Thanks to those four filters to choose from, the Audiolab 8200CD has a somewhat chameleon-like character, able blend into most surroundings.
‘Which filter is best?’ is a question best answered though your own trials and experiments, as the answer will depend on the balance of your hi-fi system, your tastes in music and the sound that you really want in your room. We conducted some double-blind listening tests to see what worked for us.
The Audiolab 8200CD's first filter, Fast Rolloff, is almost a stooge of a filter, put there to make the others look good. It made music sound overly damped, flat and uninteresting. On the plus side, if you have a particularly badly produced CD that’s viciously bright when played elsewhere, try it with Fast Rolloff. Then see if you can stay awake to the end of its soporific rendering of your music.
Slow Rolloff gave a good tonal balance, certainly with a enticingly extended top end of the frequency range, yet without sounding too sharp. It also brought out the benefit of a wide and deep soundstage; we found this nicely evident in the live version of Pink Floyd’s ‘Another Brick in the Wall Part I’. Where appropriate to the music, it will nicely separate the layers of musical lines. With some music, such as orchestral pieces with mass strings, it could get a little too husky and reedy though. And it certainly let brass sections show their mettle. Low-level bass was rendered most deeply but it could get a little wayward and underdamped at times.
Optimal Spectrum was for most music our preferred choice. It could bring an immediacy to music unheard elsewhere.
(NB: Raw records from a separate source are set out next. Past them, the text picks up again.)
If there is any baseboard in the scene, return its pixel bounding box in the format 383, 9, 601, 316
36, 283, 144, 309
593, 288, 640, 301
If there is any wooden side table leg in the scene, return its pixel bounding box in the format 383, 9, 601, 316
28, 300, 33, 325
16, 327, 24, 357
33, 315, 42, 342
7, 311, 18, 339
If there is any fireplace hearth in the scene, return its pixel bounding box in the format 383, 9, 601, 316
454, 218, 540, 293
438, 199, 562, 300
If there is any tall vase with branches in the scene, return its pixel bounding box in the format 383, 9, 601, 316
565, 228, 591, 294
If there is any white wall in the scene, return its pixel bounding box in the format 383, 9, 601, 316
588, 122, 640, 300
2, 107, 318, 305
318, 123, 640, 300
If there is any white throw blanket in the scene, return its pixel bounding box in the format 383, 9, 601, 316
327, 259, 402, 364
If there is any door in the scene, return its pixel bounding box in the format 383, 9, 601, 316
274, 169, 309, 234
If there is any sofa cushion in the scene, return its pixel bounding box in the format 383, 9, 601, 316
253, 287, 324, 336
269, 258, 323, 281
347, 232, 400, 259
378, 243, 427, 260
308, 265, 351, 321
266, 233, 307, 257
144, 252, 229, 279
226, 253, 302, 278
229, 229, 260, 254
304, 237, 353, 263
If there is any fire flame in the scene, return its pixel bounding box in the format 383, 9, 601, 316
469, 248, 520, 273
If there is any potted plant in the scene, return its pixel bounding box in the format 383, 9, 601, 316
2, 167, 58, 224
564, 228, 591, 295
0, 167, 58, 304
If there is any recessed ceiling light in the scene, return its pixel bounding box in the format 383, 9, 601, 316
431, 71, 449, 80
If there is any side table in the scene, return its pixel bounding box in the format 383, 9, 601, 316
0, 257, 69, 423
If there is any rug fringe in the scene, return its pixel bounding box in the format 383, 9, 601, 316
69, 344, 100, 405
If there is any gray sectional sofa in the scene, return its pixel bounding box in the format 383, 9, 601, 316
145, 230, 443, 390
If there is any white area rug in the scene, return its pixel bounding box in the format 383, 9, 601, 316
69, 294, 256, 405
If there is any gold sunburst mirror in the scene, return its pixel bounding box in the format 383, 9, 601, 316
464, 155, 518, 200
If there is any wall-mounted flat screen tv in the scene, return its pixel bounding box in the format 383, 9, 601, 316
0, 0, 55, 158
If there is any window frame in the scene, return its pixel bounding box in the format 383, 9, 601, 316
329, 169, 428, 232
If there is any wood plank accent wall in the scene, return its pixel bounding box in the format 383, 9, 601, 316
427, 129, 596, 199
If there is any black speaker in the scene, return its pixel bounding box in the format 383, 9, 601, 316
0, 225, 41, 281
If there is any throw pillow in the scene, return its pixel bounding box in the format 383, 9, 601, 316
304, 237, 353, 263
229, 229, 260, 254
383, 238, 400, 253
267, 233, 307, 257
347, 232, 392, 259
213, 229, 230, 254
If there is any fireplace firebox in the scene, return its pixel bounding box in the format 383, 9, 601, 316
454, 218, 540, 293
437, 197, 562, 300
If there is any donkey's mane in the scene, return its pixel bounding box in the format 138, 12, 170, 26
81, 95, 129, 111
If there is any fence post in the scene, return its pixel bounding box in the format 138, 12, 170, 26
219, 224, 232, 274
Stereo placement of instruments in classical pieces was the most precise; and with this filter, we found it easiest to mentally separate music from extraneous off-stage noises in a live recording of Shostakovich 8th Symphony. This filter could at times be almost too revealing, too intimate, and may be a little wearing in the high frequencies in systems that already lean in that direction. But in sheer revelation and the dragging out of low-level detail, this is the filter that came closest to the sound of our reference dCS three-box CD player.
Optimal Transient had great focus, like the Optimal Spectrum, but lacked some of the colour and enthusiasm for showing-off we heard of that filter. Bass could sometimes be quite enveloping here, almost to a fault. This was certainly one dynamic-sounding filter that will appeal to musicians’ ears. More so than even the Optimal Spectrum, beware of a little too much effervescence on treble-centric recordings. Otherwise, this filter was judged accurate in timing and quite compelling in its articulacy and musical expression.
A sin crown us audio
We then compared the sound of the Audiolab 8200CD playing CDs from its own disc drive, versus the same tracks ripped as AIFF files and played directly from the computer via the USB connection.
While a similar essential character was heard, the USB version had less of the silk and sophistication of the Audiolab 8200CD playing a compact disc directly.
The soundstage width seemed conrived, with loudspeakers staking out the boundaries of sound yet without filling the space between them so seamlessly. This was the gauche country-cousin coming to visit, carrying just as much dynamism and energy but somehow a little misplaced in its direction. Overall, subtly but simply cruder sounding.
The USB input is a most useful option, and while its presence is very welcome, it also served to show that computer audio does not automatically equal ‘CD sound’, even when the source files are of the same uncompressed format as the original CD.